Set Your Prices Based on Cost
Possibly the most common driver of pricing models are business costs. It’s quite a simple method, you calculate the cost per unit of producing the good you’re selling, then you add your desired profit margin. For some businesses, that works absolutely perfectly.
However, it can be difficult to actually accurately calculate the per unit cost of running your business. Sure, there will be variable costs associated with directly producing your product. But there will also be fixed costs that you can’t directly assign to each unit. Things like office rent, subscriptions and wages aren’t easy to narrow down to a per unit cost. Your $4,000 a month rent will be the same regardless of whether you sell 100 or 200 units in the month. That means your rent could either contribute $40 or $20 to your per unit cost. ‘
As a result, you’ll rarely ever be able to perfectly calculate your per unit cost.
Analyse Your Competitors
The other thing you need to keep in mind is the market you’re entering into. Unless your product is a revolutionary new product with no possible existing competitors, you’re going to have to consider your competitors. So, take the time to find out their pricing structures and compare them with your possible options. You need to consider whether you want to compete on price, quality or value.
To compete on price, you want to be setting your prices below theirs (as long as you don’t have to make a loss to do so). Or if you think your product is of a much higher quality than theirs, then you can afford to be a little bit more expensive, as long as your customers understand that they’re getting better quality for that higher price. And of course, competing on value puts you somewhere in between price and quality competition. With a value strategy, your objective is to be the best ‘bang for your buck’ product on the market, either by being market-level quality at a lower price, or being above market-level quality, at a market price.

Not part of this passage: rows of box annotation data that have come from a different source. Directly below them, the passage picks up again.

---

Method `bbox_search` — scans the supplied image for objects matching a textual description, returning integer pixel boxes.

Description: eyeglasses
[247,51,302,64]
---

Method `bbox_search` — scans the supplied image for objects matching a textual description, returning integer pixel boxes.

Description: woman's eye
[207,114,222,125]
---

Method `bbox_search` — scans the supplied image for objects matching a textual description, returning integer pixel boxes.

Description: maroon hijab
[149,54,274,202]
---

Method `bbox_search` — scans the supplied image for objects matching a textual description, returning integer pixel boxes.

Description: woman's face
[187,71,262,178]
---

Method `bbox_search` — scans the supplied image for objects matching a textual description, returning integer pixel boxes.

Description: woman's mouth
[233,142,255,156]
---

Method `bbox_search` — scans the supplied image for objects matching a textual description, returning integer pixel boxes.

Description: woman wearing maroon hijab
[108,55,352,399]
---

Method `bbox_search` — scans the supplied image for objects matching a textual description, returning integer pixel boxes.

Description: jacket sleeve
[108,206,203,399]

Now we’re not saying you need to break into your competitors’ office’s and steal their documents on pricing. You can find out most of the information you need with a quick online search and possibly by making an enquiry if necessary.
Analyse Your Target Market
It’s also critical to consider your target market when you’re establishing a pricing model. Take the time to consider their likely budget and willingness to pay for a product like yours. Bonus points if you do some market research to find out exactly what your ideal customer thinks. It’s easy to use Survey Monkey or Google Form to get feedback from potential customers. And of course, you want to hear from the people that are most likely to buy your product and adjust your prices based on that feedback.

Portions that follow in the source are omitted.